Amphitheatre in Costa Mesa, California, US

The Pacific Amphitheatre is an amphitheatre in Costa Mesa, Orange County, California. The amphitheatre is located on the grounds of the OC Fair & Event Center. It opened in July 1983 with Barry Manilow as the first performer. The venue currently operates from early July through early September, predominantly during the annual Summer Concert Series at the OC Fair. Since reopening in 2003, the venue has been independently managed and operated by the OC Fair & Event Center.

The Pacific Amphitheatre is regularly ranked in the top 10 of international venues in Pollstar's third quarter Worldwide Ticket Sales chart.

The fairgrounds are surrounded by dense residential developments and the amphitheatre was the focus of numerous noise complaints and litigation from local residents resulting in its closure in 1995. After almost a decade, it was reopened in 2003, in conjunction with the annual OC Fair. As part of an agreement with local residents, the venue operates with a reduce capacity and with strict sound monitoring.

In 2013, the venue underwent major construction reshaping the existing berm, reducing capacity from approximately 18,500 to 8,200 and creating a new lobby entrance from the inside of the fairgrounds.
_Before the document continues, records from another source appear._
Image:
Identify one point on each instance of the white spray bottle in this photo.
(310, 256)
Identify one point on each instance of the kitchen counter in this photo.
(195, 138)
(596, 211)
Notable performances include the final concert by Marvin Gaye on August 14, 1983, Frank Sinatra on September 8, 1990, Whitney Houston on May 17, 1991, during her I'm Your Baby Tonight World Tour, Bob Dylan on July 28, 2003, Taylor Swift (opening for Leann Rimes) on July 31, 2007, Selena Gomez on July 24, 2011, Trevor Noah on July 16, 2022, and The Fab Four on August 3rd, 2024.

On June 30, 1984, a performance at the venue by Jefferson Starship was broadcast live nationwide by the ABC Rock Radio Network.